Goldman, Morgan Stanley at Odds Over Loonie's Outlook Before BOC

(Bloomberg) -- Two of Wall Street’s biggest banks predict dramatically different paths for Canada’s currency over the coming months.

Strategists at Goldman Sachs Group Inc. are telling clients the loonie will strengthen to C$1.18 against the dollar over the next year as Canadian inflation firms and the greenback’s rally fades. Just two weeks ago in its mid-year outlook, Morgan Stanley took the other side of the trade, saying that a reliance on foreign funding to finance the nation’s current account deficit and a dovish central bank should see the pair return to C$1.34 in a year.

Goldman, Morgan Stanley at Odds Over Loonie's Outlook Before BOC

The standoff comes as Bank of Canada policy makers meet seeking to balance concerns over household indebtedness and the future of the North American Free Trade Agreement with signs of a strengthening economy. Markets don’t expect officials to raise rates at Wednesday’s announcement. But traders are looking for indications that Governor Stephen Poloz is ready to resume tightening in the coming months, and are trying to gauge whether he’s inclined to match the Federal Reserve’s trajectory on rates.

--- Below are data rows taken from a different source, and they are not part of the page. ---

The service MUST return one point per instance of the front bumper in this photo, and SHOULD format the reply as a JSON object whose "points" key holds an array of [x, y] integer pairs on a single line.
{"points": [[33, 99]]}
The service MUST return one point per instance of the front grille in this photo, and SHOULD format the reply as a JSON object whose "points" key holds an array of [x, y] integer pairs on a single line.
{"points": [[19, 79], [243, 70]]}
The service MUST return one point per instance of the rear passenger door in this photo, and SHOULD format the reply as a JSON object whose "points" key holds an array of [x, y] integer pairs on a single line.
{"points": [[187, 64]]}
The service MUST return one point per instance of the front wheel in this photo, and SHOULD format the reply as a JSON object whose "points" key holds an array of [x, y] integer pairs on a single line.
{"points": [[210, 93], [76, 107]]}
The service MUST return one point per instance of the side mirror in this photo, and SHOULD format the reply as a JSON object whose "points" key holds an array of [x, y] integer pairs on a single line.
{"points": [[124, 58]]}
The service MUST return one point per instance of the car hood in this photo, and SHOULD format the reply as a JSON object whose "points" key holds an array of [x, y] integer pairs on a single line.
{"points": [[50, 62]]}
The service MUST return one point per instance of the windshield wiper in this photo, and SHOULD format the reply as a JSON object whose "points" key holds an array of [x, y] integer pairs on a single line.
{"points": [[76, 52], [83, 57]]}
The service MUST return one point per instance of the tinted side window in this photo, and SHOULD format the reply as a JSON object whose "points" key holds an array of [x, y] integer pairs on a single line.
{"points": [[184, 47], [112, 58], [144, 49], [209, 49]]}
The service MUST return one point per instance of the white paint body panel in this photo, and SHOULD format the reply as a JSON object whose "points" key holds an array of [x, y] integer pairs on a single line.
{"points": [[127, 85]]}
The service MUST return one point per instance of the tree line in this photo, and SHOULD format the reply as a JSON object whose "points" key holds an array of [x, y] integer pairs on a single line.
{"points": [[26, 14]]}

“Fading growth headwinds, limited spare capacity and on-target inflation, a sharp improvement in Canada’s terms of trade, and the currency is undervalued and investors are generally positioned short” -- all suggest the Canadian dollar will outperform, Goldman’s Zach Pandl and Karen Reichgott wrote in a May 25 note.

The loonie traded at C$1.3010 per dollar as of about 9:15 a.m. in Toronto. It was the worst-performing Group-of-10 currency in the first quarter. Yet it’s benefited from surging crude prices in recent months to hold firm against the greenback even as its G-10 peers have slumped.

Dueling Views

Goldman expects that stronger-than-forecast first quarter growth and rising inflationary pressures will spur the BOC to resume hiking, after policy makers tapped the brakes following three rate increases in five meetings through January. The next hike will come at the bank’s July meeting, Goldman predicts. Traders are pricing in about a 55 percent chance of a hike by then, according to overnight index swap pricing.

Morgan Stanley, meanwhile, expects Poloz to keep policy dovish and allow Canada’s economy to “run hot” to boost growth and inflation. The nation’s sensitivity to declining global liquidity and risk sentiment because of dependence on portfolio inflows to fund its current account deficit will also undermine the loonie, strategists led by Hans Redeker wrote in the firm’s global FX mid-year outlook this month.

“The BOC is hoping to boost nominal incomes faster than debt-service costs, enabling households to eat away at their debt burdens without the painful process of consumer retrenchment,” the strategists wrote. “These policies also have a negative impact for the currency, though.”